A rule preventing mergers among the four major TV networks -- NBC, CBS, ABC and Fox -- would remain in place under the proposal, the officials said. The FCC eased that restriction in 2001 by allowing the major networks to combine with newer networks like WB or UPN.
Another rule limiting radio ownership to eight stations in a market also would remain largely unchanged, the officials said.
The Newspaper Association of America and media companies such as Tribune Co. and Gannett Inc. have sought the repeal of the newspaper "cross-ownership" rule, saying it limits combinations that can improve the quality and quantity of news and local information.
Viacom Inc., which owns CBS and UPN, and News Corp., owner of Fox, stand to benefit from the higher national ownership rule because mergers already have left them above the 35 percent cap. Those companies along with NBC persuaded an appeals court last year to reject the current cap.

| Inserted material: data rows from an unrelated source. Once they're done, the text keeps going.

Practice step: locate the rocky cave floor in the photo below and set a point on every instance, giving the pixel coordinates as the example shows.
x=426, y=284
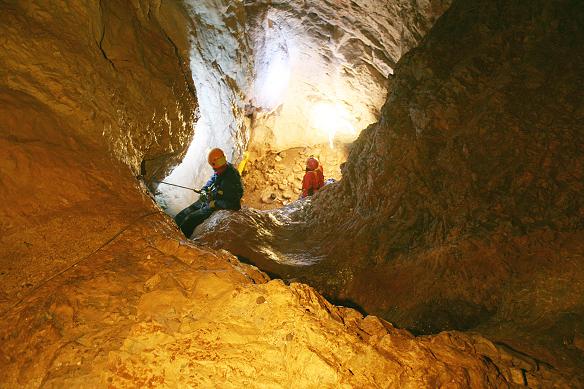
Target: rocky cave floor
x=275, y=179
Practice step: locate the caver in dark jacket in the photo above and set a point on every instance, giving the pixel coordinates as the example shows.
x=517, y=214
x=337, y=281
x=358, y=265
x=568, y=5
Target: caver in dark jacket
x=223, y=191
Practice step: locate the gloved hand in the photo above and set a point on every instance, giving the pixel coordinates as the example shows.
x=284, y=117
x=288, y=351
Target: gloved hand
x=203, y=196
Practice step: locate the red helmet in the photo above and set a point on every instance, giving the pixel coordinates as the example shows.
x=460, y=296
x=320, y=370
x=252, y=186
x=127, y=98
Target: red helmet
x=311, y=163
x=216, y=158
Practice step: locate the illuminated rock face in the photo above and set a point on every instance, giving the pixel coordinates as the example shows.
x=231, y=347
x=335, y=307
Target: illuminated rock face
x=462, y=208
x=321, y=67
x=86, y=93
x=470, y=212
x=98, y=286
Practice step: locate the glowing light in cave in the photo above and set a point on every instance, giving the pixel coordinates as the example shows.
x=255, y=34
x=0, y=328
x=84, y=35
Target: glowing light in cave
x=273, y=78
x=332, y=119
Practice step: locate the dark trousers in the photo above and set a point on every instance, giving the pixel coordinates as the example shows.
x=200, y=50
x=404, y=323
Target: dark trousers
x=193, y=215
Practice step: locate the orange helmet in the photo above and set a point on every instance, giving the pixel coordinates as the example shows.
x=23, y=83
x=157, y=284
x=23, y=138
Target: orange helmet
x=312, y=163
x=216, y=158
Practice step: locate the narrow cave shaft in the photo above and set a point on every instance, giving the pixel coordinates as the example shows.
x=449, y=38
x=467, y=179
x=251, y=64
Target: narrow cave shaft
x=453, y=131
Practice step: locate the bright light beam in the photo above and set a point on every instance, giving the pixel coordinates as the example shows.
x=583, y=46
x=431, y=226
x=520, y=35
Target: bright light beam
x=332, y=119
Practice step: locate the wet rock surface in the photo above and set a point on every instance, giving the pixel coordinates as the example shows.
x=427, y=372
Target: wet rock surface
x=98, y=287
x=163, y=312
x=470, y=216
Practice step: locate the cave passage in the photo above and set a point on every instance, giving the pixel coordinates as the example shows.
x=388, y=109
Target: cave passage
x=271, y=100
x=454, y=130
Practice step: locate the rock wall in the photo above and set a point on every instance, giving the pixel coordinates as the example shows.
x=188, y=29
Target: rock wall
x=470, y=212
x=462, y=208
x=222, y=74
x=87, y=91
x=321, y=67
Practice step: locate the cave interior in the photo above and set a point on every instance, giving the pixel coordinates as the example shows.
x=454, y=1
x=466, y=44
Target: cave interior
x=446, y=250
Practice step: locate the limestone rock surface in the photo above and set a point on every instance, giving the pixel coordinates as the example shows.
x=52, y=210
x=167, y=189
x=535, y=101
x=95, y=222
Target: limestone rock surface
x=462, y=208
x=321, y=67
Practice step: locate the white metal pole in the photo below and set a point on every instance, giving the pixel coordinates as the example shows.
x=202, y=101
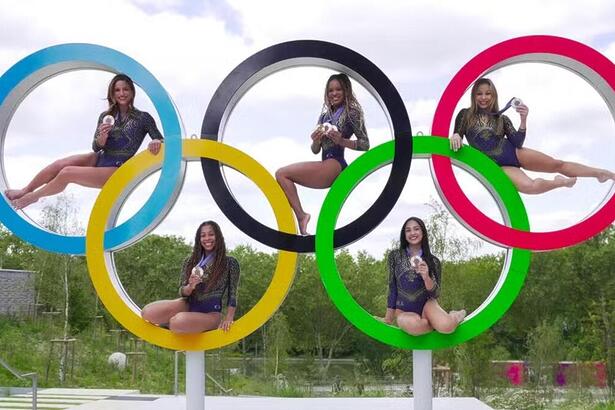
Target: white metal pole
x=195, y=380
x=422, y=379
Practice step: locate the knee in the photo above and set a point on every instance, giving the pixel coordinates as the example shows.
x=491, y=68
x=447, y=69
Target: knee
x=446, y=326
x=280, y=175
x=67, y=173
x=148, y=314
x=178, y=323
x=413, y=326
x=558, y=165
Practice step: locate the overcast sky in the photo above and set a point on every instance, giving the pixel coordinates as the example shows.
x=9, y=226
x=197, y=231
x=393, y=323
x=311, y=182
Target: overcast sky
x=191, y=46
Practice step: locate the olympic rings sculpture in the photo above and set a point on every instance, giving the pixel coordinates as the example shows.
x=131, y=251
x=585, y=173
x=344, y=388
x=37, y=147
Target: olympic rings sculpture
x=99, y=244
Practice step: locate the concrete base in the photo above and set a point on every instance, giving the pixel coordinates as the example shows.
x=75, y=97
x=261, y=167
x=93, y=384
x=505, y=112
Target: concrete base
x=277, y=403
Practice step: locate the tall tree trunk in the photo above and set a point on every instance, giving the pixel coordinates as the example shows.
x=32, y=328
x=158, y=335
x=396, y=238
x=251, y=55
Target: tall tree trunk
x=62, y=369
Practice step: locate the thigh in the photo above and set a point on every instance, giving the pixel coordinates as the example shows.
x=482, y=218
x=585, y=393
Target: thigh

Smaller broadcasters and network affiliates worry that a higher cap will allow the networks to gobble up more stations and limit local control of programming.
A 1996 law requires the FCC to study ownership rules every two years, but many proposed changes have remained unfinished or were sent back to the agency after court challenges. Last year, the FCC combined reviews of a half-dozen rules into the single effort now under way.
Lawmakers, musicians, academics and consumer groups have asked Powell to delay the FCC's vote to allow more public comment. Other lawmakers, mainly Republicans, and Commerce Secretary Donald Evans have urged Powell to stay on schedule.
The FCC's two Democratic commissioners -- Michael Copps and Jonathan Adelstein -- say Powell is rushing through an important process that few in the public know about. Powell has said there is no need to delay because the agency has already conducted studies and gathered extensive public comment.